Leadership Strategies of Mobilisation and Demobilisation in Sudan

Authors

  • Sigrun Marie Moss

Abstract

A Sudanese Revolution overthrew the sitting regime in 2019, and a transitional government is in place. This article explores Sudanese respondents’ take on how the former regime managed to stay in power for so long. The National Congress Party in Sudan held on to power for three decades against all odds after taking over in a coup in 1989. Widely unpopular, the regime relied on repression and coercive tactics to stay in power. Based on interview data from three locations in Sudan 2011 and 2012, respondents’ accounts of the NCP leadership strategies for staying in power are explored in this article. The interview data speaks to two highly intertwined processes. First, to the mobilisation of support from those the government needed in key positions around the country, in the elite, and the security forces. Second, the data speaks to the demobilisation of people in general.

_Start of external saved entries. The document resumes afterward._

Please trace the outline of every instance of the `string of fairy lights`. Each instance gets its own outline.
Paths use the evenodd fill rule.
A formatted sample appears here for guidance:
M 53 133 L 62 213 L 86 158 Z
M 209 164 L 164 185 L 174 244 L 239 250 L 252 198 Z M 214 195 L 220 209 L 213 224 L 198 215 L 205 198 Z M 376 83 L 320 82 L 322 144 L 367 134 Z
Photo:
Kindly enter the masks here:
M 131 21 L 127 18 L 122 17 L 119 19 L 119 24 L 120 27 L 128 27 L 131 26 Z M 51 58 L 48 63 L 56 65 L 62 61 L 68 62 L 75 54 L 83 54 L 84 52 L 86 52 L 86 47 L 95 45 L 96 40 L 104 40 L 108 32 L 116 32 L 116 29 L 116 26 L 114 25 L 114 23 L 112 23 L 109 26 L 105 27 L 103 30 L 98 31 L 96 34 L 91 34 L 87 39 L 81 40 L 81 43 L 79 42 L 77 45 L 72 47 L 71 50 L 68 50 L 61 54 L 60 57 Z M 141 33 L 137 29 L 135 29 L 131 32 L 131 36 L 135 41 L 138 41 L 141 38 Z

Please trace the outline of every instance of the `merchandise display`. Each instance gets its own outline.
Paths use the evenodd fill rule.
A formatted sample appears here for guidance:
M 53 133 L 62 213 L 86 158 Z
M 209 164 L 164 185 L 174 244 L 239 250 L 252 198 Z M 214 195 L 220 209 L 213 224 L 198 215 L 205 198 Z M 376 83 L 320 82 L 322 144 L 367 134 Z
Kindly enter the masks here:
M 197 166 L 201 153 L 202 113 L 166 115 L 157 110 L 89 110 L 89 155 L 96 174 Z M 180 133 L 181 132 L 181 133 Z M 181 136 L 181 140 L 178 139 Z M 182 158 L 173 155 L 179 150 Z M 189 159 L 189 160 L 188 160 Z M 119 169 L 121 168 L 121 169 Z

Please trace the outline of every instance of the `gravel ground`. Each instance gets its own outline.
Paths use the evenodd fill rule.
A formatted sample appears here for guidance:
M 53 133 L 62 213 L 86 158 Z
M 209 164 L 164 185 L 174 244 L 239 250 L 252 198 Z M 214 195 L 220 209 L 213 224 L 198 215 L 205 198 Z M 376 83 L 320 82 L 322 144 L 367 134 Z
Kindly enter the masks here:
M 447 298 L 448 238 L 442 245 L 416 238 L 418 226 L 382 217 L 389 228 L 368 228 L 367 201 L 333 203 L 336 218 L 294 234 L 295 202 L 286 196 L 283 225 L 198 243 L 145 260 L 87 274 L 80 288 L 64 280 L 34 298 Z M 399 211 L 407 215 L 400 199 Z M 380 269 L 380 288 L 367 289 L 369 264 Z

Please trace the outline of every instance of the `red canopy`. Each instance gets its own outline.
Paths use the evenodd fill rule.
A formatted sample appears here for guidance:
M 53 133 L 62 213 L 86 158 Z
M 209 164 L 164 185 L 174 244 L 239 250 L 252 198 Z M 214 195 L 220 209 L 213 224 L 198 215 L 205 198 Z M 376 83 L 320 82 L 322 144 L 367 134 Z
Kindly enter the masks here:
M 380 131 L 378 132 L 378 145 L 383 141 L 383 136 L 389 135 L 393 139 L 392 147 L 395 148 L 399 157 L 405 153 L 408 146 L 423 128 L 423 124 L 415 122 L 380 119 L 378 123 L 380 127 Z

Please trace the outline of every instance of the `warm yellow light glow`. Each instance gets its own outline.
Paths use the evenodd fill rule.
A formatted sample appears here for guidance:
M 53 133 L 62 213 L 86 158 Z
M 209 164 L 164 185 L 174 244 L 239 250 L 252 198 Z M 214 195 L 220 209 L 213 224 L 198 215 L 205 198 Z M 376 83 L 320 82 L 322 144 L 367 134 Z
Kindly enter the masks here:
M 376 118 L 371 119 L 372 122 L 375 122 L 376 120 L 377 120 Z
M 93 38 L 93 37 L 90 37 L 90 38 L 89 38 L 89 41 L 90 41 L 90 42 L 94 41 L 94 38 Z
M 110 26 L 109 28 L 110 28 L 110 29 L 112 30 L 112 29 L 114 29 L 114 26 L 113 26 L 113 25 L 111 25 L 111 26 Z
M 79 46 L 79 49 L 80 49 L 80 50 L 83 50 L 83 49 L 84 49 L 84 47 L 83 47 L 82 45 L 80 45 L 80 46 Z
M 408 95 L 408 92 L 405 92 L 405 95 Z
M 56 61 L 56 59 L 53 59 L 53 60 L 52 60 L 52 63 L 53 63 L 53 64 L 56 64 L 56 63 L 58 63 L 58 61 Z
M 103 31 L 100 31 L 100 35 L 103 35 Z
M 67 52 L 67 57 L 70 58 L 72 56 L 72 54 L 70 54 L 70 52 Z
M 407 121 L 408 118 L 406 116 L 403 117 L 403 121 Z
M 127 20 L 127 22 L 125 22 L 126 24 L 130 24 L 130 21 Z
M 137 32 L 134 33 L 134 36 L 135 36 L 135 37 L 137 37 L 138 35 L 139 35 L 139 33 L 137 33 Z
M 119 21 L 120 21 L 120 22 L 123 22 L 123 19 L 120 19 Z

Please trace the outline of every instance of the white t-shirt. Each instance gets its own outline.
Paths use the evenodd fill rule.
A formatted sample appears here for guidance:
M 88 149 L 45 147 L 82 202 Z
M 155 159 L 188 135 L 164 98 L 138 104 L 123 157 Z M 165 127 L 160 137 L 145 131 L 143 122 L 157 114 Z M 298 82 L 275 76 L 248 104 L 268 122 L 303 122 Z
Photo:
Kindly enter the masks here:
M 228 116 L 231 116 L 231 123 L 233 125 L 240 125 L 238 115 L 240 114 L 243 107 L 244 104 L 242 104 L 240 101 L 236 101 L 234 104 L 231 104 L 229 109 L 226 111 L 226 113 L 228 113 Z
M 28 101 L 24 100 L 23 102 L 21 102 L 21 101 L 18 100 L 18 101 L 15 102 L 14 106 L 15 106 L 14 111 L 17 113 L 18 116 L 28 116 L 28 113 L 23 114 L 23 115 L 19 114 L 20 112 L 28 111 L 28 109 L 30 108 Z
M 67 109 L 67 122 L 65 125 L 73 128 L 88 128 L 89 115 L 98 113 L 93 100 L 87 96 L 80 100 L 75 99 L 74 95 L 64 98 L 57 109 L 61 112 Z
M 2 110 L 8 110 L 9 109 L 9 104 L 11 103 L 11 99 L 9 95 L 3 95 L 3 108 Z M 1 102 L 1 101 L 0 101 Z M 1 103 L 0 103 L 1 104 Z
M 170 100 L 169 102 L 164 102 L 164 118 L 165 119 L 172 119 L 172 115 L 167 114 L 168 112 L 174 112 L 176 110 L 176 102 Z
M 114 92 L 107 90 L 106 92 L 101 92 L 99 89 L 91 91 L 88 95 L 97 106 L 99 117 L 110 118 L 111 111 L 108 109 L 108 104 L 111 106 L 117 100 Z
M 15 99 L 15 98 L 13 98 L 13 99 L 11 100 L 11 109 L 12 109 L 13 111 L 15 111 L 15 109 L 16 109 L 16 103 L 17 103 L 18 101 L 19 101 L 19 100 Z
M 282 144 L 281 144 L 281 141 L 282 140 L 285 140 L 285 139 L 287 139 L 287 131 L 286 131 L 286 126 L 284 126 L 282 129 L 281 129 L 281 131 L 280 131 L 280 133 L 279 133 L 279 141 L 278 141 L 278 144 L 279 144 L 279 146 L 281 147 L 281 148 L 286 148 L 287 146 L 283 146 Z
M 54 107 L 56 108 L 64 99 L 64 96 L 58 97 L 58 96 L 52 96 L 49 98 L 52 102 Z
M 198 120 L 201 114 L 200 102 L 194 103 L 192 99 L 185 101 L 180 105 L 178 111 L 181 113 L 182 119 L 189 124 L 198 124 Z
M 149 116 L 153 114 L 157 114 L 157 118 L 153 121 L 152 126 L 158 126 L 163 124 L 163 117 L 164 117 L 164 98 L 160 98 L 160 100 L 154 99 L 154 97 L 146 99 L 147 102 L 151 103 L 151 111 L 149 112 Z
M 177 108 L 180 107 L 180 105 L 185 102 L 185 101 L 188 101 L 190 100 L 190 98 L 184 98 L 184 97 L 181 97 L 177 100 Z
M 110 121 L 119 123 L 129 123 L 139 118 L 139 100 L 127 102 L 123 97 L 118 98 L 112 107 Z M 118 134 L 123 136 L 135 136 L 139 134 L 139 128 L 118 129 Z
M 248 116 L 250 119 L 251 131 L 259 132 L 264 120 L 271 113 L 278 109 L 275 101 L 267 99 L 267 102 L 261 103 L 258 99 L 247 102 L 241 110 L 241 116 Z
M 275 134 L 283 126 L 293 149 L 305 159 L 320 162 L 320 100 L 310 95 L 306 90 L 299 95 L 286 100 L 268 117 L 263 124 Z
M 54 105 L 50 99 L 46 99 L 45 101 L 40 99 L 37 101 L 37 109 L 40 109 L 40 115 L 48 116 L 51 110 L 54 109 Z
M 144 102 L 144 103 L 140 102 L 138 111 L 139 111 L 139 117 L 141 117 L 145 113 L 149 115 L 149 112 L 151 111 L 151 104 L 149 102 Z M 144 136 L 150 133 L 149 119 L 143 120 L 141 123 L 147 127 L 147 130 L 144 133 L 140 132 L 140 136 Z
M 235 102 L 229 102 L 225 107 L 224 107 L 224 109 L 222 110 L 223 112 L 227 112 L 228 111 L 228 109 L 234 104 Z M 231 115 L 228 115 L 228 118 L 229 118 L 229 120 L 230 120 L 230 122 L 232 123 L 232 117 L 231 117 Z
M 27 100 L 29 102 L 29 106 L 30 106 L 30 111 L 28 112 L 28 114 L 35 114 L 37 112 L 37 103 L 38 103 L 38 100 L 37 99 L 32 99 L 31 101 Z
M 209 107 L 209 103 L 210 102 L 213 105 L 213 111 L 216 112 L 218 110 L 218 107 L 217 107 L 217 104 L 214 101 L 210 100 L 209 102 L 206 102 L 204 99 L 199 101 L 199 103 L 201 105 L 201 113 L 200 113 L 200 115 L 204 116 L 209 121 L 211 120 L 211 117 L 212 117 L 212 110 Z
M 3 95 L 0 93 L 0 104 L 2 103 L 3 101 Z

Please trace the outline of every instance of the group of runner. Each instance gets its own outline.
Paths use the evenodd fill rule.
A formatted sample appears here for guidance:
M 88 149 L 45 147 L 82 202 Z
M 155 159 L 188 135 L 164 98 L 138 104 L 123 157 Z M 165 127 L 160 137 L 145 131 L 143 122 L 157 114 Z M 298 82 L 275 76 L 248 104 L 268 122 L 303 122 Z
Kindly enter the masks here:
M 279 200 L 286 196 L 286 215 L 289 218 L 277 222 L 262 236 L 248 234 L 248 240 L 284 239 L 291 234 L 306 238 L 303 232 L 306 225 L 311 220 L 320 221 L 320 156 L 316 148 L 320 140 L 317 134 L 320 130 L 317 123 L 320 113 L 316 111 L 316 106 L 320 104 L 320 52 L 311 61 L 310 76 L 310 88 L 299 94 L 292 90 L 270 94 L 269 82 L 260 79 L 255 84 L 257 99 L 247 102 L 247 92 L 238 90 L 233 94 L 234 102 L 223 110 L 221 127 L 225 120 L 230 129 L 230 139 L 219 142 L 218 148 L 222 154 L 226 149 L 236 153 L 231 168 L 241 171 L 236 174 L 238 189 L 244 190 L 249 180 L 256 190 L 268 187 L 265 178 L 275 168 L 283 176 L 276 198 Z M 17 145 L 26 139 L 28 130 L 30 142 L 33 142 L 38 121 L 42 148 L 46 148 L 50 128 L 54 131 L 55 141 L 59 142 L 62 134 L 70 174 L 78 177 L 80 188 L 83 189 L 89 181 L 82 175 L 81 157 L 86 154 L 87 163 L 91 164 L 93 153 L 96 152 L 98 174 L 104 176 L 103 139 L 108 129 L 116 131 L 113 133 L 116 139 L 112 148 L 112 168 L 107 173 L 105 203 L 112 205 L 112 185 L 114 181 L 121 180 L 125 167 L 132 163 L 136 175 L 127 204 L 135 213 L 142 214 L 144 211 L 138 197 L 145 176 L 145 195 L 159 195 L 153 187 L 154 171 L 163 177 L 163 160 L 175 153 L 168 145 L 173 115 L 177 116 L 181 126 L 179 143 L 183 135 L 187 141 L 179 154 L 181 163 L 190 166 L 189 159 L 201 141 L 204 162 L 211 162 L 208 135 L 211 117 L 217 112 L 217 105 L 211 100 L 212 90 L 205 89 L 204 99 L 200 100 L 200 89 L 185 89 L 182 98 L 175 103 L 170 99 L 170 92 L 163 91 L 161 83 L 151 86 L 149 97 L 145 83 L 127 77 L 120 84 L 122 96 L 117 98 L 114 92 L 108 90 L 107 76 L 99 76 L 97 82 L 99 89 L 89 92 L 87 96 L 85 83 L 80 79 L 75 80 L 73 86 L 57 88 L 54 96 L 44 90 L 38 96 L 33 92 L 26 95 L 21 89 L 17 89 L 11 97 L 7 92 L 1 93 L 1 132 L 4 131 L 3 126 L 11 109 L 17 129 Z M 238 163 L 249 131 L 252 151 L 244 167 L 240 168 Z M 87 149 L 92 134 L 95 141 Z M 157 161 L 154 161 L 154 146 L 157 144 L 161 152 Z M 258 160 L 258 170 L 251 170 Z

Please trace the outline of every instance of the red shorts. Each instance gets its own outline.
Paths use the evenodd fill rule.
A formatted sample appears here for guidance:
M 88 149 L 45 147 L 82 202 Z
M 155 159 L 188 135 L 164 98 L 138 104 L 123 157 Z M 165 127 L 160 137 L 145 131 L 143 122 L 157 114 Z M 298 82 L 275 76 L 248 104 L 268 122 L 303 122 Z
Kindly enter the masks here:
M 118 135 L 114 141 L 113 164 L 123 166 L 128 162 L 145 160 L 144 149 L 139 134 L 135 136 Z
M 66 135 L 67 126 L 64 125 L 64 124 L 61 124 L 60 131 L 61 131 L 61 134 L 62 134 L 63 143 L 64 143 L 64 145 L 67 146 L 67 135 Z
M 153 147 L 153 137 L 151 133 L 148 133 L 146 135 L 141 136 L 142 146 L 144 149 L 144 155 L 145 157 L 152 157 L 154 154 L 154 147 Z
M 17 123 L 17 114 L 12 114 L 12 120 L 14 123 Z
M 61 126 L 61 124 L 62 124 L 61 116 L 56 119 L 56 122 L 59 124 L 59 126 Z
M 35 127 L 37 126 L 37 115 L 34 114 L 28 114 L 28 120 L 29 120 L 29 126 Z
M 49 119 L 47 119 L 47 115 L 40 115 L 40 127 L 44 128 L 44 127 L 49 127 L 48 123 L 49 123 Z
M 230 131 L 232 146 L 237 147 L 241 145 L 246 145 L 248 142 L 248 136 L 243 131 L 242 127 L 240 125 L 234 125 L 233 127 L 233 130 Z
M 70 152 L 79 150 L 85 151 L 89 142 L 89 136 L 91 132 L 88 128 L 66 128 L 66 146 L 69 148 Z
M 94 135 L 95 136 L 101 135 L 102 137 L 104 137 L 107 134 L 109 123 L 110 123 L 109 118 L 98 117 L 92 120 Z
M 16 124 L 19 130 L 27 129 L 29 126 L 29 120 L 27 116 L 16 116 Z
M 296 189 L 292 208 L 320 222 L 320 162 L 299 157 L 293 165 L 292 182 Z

Respondents point at five strategies deployed by the NCP to stay in power: Creating a secure repressive base; divide and rule strategies; controlling the media; creating a confusing and closed system and, lastly, not pushing people too far. For each tactic, it seems the regime attempted to demobilise people at large, but also tried to mobilise those it needed. These five strategies are in this study seen in light of leadership, identities and collective action, and the analysis emphasises agency through the concepts of group efficacy and illiberal statebuilding. The study contributes to developing a psychology of demobilisation as it explores the attempted hindering of collective action. Exploring these issues in a non-Western conflict case like Sudan is a particularly important addition to understanding leadership demobilisation in conflict settings. Seeing this in light of the more recent processes of people’s power in Sudan makes it even more relevant.